Those are some tough shots. Either over or under the bird. Last week I saw high flight of geese and one let something out of his tail gate, goose missed me though. It was white had to take double look and make sure not a seagull. -O,- 10tenner


----------



## dkhntrdstn (Sep 7, 2007)

utahgolf said:


> haha my comment was more tongue in cheek, I might have used the wrong emoticon for you...I take it you're one of these flat brim wearers that stack their ducks on top of the truck and all along the side of it???.... I saw a group doing this all out at the marsh, It was pretty funny to see them carefully placing the ducks all along the truck and on top of the roof. Tailgate pics just ain't cool anymore I guess. but whatever floats your boat.


hey i take those kinda pic and my hats are bent not straight. i take pic like that for when im gone my nephew and my family can look back at them. I like to mix up my pic taken so there not the same.


----------



## utahgolf (Sep 8, 2007)

dkhntrdstn said:


> hey i take those kinda pic and my hats are bent not straight. i take pic like that for when im gone my nephew and my family can look back at them. I like to mix up my pic taken so there not the same.


I think this is why I've found dead ducks in the parking lot. People are accidentally leaving them on the roof of their trucks. :smile:


----------



## dkhntrdstn (Sep 7, 2007)

utahgolf said:


> I think this is why I've found dead ducks in the parking lot. People are accidentally leaving them on the roof of their trucks. :smile:


lol


----------



## hossblur (Jun 15, 2011)

utahgolf said:


> haha my comment was more tongue in cheek, I might have used the wrong emoticon for you...I take it you're one of these flat brim wearers that stack their ducks on top of the truck and all along the side of it???.... I saw a group doing this all out at the marsh, It was pretty funny to see them carefully placing the ducks all along the truck and on top of the roof. Tailgate pics just ain't cool anymore I guess. but whatever floats your boat.

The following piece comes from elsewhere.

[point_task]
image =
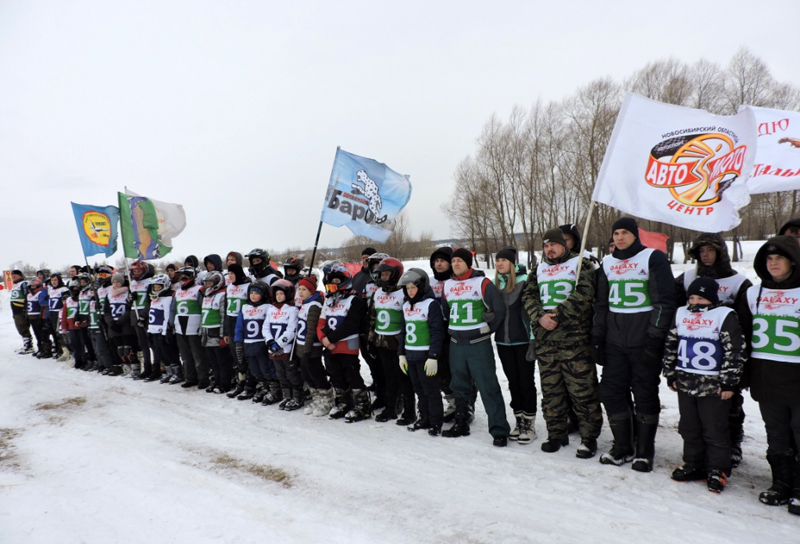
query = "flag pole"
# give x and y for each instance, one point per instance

Weren't they afraid the coots they shot would fall down that 14 inch stack exhaust they have in the bed of their trucks?


----------



## utahgolf (Sep 8, 2007)

hossblur said:


> Weren't they afraid the coots they shot would fall down that 14 inch stack exhaust they have in the bed of their trucks?


I dunno but it's bad when you need a step-ladder to carefully place all the ducks up there. Putting up and taking down christmas lights is bad enough.


----------